What's new in Flow Management with NiFi 2 [Technical Preview]

Learn about the new features of Flow Management using NiFi 2.0 in Cloudera DataFlow for Data Hub 7.2.18.

Flow Management Data Hub in CDP Public Cloud 7.2.18 is compatible with both NiFi 1 and NiFi 2. This section provides details about Flow Management Data Hub based on Apache NiFi 2.0. Two new Data Hub templates are introduced in Technical Preview for deploying Flow Management clusters using NiFi 2.0.

Currently there is no upgrade path from Flow Management clusters based on NiFi 1 to clusters with NiFi 2. The only approach is to start new clusters using the new templates and migrate your existing flows to these new clusters. However, these new clusters are not production ready and should not be used for critical workloads.

There are a significant number of changes, including breaking ones, between NiFi 1 and NiFi 2. See Behavioral changes for more information about these changes. Additionally, you can anticipate further breaking changes in the upcoming releases, particularly concerning components completely removed in favor of better and more efficient alternatives.

Here are the most important new features and other significant improvements of this release:

Python API - Technical Preview

There is now a first-class citizen Python API allowing users to develop NiFi processors using Python.
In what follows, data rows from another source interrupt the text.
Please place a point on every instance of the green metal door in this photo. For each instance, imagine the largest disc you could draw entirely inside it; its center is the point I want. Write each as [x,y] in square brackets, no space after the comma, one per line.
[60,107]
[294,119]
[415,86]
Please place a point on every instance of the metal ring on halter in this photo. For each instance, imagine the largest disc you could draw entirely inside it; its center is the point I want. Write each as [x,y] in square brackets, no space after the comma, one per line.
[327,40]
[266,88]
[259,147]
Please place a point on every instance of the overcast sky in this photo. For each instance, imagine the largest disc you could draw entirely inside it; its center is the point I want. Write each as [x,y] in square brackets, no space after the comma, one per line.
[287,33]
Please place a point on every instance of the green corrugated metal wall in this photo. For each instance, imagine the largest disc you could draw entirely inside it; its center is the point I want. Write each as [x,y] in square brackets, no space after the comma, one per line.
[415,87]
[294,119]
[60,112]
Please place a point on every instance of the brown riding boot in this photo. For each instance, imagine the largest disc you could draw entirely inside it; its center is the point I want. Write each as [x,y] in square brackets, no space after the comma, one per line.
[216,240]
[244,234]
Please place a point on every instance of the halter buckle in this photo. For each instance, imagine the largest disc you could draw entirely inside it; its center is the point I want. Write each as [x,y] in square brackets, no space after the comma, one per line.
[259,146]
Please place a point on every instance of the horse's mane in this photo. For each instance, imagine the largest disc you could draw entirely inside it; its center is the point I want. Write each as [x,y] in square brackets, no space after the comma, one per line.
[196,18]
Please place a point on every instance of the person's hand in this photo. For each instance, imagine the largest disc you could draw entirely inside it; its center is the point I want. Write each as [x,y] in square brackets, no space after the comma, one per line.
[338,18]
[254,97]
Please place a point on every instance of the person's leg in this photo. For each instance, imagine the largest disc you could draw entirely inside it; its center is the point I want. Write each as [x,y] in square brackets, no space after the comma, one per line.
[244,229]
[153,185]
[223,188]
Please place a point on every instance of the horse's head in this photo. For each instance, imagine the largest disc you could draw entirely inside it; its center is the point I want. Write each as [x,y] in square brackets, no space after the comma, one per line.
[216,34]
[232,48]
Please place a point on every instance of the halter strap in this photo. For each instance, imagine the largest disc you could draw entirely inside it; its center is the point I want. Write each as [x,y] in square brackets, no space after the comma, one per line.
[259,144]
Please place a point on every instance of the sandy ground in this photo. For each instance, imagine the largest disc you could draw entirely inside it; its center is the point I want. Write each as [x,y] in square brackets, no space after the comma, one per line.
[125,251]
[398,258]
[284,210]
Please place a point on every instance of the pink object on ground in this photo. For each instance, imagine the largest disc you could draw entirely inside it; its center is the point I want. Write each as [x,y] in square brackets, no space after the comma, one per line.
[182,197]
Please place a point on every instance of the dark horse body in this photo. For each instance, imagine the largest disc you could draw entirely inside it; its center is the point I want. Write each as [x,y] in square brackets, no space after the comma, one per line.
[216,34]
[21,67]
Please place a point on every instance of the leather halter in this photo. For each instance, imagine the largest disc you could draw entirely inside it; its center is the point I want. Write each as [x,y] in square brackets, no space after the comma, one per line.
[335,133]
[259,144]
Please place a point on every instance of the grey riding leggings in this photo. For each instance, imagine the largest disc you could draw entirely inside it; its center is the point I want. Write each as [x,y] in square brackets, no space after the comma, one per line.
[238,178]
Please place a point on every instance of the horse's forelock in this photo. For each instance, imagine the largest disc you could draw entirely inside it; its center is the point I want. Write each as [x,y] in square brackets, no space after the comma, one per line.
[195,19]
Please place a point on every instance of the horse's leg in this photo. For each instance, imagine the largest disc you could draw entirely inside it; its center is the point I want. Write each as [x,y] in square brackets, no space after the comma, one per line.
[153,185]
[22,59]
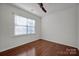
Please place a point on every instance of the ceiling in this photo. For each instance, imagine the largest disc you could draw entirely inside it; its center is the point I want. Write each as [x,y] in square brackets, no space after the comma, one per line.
[50,7]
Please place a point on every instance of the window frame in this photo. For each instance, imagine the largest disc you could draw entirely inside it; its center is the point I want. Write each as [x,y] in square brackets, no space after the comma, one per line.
[25,26]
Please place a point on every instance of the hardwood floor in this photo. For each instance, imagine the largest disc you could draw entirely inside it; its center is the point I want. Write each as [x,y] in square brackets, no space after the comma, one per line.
[41,48]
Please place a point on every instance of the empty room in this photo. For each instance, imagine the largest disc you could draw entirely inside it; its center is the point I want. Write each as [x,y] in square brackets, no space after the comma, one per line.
[39,29]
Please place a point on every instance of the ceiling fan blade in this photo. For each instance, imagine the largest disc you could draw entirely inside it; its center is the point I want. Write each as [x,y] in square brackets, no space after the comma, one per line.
[41,6]
[43,9]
For more information, see the NiFi Python Developer’s Guide.

Stateless Engine at Process Group level - Tech Preview
It is now possible to configure a Process Group to use the Stateless Engine for executing flows. This is particularly useful for transactional use cases such as CDC, or scenarios where a message broker is the source, aiming to achieve exactly-once semantics. For more information, see the Apache NiFi User Guide.
Rules Engine - Technical Preview

This feature allows NiFi administrators to define a set of rules to enforce best practices in flow design in NiFi. The feature version available in this release is not complete, it is still under development. More details will be available once the feature is finalized and released.

New NiFi components

The below list contains the components that are added specifically in Flow Management 7.2.18 clusters using NiFi 2 compared to Flow Management 7.2.18 clusters using NiFi 1. A large number of components have been added between 7.2.17 and 7.2.18. For a comprehensive list, see What's new in Flow Management with NiFi 1.

  • Processors
    • ParseDocument & ChunkDocument

      These processors handle documents and extract text content to help with Generate AI use cases.
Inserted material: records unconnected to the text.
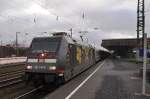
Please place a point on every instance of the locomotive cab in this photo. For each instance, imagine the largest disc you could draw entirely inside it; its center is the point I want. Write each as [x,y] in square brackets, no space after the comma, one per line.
[43,63]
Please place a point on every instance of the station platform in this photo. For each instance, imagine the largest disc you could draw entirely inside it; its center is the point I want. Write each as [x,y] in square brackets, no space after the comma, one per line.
[12,60]
[111,79]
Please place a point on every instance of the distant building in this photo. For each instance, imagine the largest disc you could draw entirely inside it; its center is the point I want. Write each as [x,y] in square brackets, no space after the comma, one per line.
[123,47]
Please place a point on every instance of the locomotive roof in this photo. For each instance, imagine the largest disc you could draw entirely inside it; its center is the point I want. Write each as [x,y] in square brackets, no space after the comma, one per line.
[68,38]
[76,42]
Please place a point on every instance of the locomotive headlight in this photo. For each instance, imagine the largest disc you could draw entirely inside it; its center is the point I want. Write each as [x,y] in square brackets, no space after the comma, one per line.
[52,68]
[29,67]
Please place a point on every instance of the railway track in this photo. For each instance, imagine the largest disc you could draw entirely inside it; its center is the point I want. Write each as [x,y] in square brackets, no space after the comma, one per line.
[11,78]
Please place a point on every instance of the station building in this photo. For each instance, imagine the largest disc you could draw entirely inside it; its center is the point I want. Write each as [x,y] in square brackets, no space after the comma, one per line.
[125,47]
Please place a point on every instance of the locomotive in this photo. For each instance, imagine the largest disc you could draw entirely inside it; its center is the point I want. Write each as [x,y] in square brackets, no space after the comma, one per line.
[58,58]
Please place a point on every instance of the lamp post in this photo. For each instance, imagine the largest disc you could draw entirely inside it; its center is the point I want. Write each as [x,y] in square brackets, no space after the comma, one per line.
[17,50]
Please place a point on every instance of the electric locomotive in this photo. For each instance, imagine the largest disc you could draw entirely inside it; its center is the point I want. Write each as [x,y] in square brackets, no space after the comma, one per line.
[57,59]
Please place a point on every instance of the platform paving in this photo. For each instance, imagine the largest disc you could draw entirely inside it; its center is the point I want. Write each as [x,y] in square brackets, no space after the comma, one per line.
[117,79]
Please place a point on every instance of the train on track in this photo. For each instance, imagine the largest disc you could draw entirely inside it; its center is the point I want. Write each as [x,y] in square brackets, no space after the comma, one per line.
[59,58]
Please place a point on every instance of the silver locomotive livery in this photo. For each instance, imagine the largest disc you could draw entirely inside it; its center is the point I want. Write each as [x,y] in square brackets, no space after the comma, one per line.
[58,58]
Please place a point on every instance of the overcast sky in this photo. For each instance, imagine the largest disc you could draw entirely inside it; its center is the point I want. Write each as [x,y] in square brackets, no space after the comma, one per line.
[113,18]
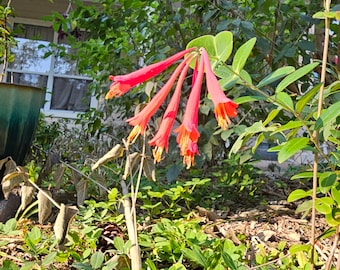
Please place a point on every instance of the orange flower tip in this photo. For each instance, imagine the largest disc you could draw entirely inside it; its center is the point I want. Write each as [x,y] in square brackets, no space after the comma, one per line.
[134,134]
[157,153]
[117,89]
[188,161]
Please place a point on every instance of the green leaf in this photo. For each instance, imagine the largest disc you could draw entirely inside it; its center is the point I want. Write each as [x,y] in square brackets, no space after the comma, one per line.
[276,75]
[306,98]
[284,101]
[112,196]
[218,47]
[228,260]
[223,45]
[326,181]
[331,218]
[335,195]
[297,74]
[150,263]
[34,235]
[289,125]
[118,243]
[302,175]
[49,258]
[328,115]
[97,260]
[323,205]
[195,255]
[298,194]
[291,147]
[242,55]
[271,116]
[304,207]
[246,99]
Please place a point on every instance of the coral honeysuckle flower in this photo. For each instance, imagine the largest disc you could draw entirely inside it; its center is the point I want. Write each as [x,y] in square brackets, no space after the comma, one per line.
[123,83]
[224,107]
[140,120]
[188,131]
[161,139]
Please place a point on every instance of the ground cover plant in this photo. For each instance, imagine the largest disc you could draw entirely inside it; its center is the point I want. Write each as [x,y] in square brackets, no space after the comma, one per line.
[175,218]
    • ConsumePLC & PutPLC & FetchPLC

      These processors based on the Apache PLC4X project interact with systems over common IoT protocol systems such as Siemens S7, Modbus, CAN Open, Allen Bradley ETH, OPC-UA and more.

    • ConsumeSlack

    • CopyAzureBlobStorage_v12

    • ListenSlack

    • PromptChatGPT

    • PutChroma & QueryChroma

      These processors interact with the ChromaDB vector database and compute embeddings while pushing documents.

    • PutMongoBulkOperations

    • PutPinecone & QueryPinecone

      These processors interact with the Pinecone vector database and compute embeddings while pushing documents.

    • QueryAzureDataExplorer

    • RenameRecordField

  • Controller services
    • ApicurioSchemaRegistry

    • ConfluentEncodedSchemaReferenceReader

    • ConfluentEncodedSchemaReferenceWriter

    • GCSFileResourceService

    • GenericPLC4XConnectionPool

    • ProxyPLC4XConnectionPool

    • SlackRecordSink

    • StandardKustoQueryService

    • StandardPLC4XConnectionPool

    • TinkerpopClientService

  • Parameter providers

    • OnePasswordParameterProvider

  • Rules

    • DisallowComponentType